Our study represents a single-center experience with a small participant sample size. However, we have supported the validation data for 2D KBR obtained by previous single-center studies using similar sample sizes, and a total of 84 2D echocardiographic studies were performed in our study for test-retest reproducibility purposes. The increase in excluded studies with successive repeated scans was due more to the serial 2D echocardiographic scan acquisition protocol for test-retest reproducibility rather than the 2D KBR technique itself. Only one of 28 patients moved in the first 2D echocardiographic data set image acquisition. Therefore, this limitation is unlikely to be so prevalent for individual clinical scans, and the study analysis times would allow the reacquisition of a second data set within a scheduled clinical echocardiographic examination.
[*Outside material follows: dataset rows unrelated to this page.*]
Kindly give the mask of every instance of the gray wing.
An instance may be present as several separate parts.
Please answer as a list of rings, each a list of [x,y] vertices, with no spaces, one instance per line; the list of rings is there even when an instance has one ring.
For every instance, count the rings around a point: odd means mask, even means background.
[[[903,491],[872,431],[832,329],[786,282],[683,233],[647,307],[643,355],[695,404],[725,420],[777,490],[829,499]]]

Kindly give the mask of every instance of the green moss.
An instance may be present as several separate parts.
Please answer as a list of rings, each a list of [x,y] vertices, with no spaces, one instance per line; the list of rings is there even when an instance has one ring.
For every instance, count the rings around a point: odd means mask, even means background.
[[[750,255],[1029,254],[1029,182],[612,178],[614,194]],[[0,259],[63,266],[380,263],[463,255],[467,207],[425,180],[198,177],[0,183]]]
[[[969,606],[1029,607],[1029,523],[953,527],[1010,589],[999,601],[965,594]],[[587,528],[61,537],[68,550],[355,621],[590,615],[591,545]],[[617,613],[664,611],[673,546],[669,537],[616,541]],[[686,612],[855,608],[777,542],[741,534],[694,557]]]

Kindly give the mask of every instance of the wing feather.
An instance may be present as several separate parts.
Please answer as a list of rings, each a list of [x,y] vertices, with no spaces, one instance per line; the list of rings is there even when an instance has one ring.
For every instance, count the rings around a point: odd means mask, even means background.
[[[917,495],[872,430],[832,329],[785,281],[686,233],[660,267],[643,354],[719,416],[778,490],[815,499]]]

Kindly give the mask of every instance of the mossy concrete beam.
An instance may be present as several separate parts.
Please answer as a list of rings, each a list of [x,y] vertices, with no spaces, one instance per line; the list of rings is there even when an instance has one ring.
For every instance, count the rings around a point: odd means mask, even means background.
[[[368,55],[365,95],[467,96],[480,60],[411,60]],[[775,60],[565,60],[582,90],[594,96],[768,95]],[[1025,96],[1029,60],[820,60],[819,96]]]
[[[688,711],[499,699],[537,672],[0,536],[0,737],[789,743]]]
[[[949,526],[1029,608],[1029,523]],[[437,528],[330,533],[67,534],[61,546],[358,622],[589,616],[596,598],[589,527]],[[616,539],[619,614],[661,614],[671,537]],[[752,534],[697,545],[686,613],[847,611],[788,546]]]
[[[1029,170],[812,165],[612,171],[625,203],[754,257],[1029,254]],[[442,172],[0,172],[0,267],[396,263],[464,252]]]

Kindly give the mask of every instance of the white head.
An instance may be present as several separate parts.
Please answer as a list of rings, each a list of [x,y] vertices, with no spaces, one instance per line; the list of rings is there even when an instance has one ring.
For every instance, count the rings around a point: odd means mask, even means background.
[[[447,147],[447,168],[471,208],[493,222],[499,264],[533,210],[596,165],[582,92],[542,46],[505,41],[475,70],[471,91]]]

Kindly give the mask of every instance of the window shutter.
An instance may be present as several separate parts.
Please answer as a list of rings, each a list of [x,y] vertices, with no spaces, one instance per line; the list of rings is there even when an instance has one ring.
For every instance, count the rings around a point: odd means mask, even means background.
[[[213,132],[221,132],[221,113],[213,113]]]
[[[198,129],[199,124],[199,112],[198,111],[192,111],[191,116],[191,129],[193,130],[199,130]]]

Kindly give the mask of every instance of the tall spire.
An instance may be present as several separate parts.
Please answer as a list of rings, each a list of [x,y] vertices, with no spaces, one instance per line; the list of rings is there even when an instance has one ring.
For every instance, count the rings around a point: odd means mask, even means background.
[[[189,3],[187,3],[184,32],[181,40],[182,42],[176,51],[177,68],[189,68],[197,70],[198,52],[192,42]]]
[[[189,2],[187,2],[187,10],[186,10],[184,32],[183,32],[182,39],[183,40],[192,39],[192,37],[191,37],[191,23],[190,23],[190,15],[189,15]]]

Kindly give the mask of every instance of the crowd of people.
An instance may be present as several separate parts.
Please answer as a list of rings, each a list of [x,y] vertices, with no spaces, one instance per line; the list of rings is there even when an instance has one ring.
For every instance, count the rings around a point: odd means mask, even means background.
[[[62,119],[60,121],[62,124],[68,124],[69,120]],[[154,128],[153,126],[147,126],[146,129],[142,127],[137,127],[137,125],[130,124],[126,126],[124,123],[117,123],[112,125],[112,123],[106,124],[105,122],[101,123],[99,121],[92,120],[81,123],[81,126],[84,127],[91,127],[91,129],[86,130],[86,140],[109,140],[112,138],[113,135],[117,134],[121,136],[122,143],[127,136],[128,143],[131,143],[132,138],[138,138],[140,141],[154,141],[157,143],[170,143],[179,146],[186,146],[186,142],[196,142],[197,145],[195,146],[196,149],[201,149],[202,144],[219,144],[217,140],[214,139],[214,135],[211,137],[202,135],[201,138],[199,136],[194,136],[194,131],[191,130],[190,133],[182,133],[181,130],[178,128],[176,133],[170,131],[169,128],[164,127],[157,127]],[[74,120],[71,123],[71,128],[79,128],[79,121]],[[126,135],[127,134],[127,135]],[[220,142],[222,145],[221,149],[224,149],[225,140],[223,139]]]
Patients with arrhythmia were specifically excluded from this study, but patients with atrial fibrillation, for example, would require a different approach to 2D KBR post-processing. In atrial fibrillation, the end-diastolic frame for each view would have to be manually selected by visually determining the largest RV cavity size. This could theoretically affect the border alignment of the reconstructed polygon, as different cardiac cycles in separate views will inherently have different end-diastolic volumes because of the variability of irregular R-R intervals. Several reconstructions could be performed on the same data set by selecting different cardiac cycles for each reconstruction, with the resulting 2D KBR RV metrics averaged over the number of cardiac cycles analyzed. However, the accuracy and reproducibility of this approach using 2D KBR in atrial fibrillation requires further investigation.

Finally, CMRI reproducibility data were not acquired in a test-retest format that allowed comparison of the acquisition and postprocessing variability of this technique. However, as detailed above, the acquisition stage of CMRI consists of a set acquisition of cross-sectional, fixed-thickness, contiguous craniocaudal slices that include the entirety of the heart with the patient supine. Therefore CMRI fundamentally has less potential for acquisition variability compared with 2DE, which has imaging windows obtained from different rib spaces acquired in nonuniform patient positions.

Conclusions

Novel 2DKBR is a feasible and clinically reproducible technique for RV volumetric quantification in PH, with superior test-retest reproducibility compared with 2D echocardiographic FAC for quantifying RV function. It offers the benefits of using operator experience with conventional 2DE for image acquisition and uses algorithmic reconstruction that takes into account the heterogeneity in shape of the RV cavity in different disease states. The applicability of 2D KBR to serial follow-up studies for assessing the response to treatment should be the focus for further work in advancing this novel echocardiography technique.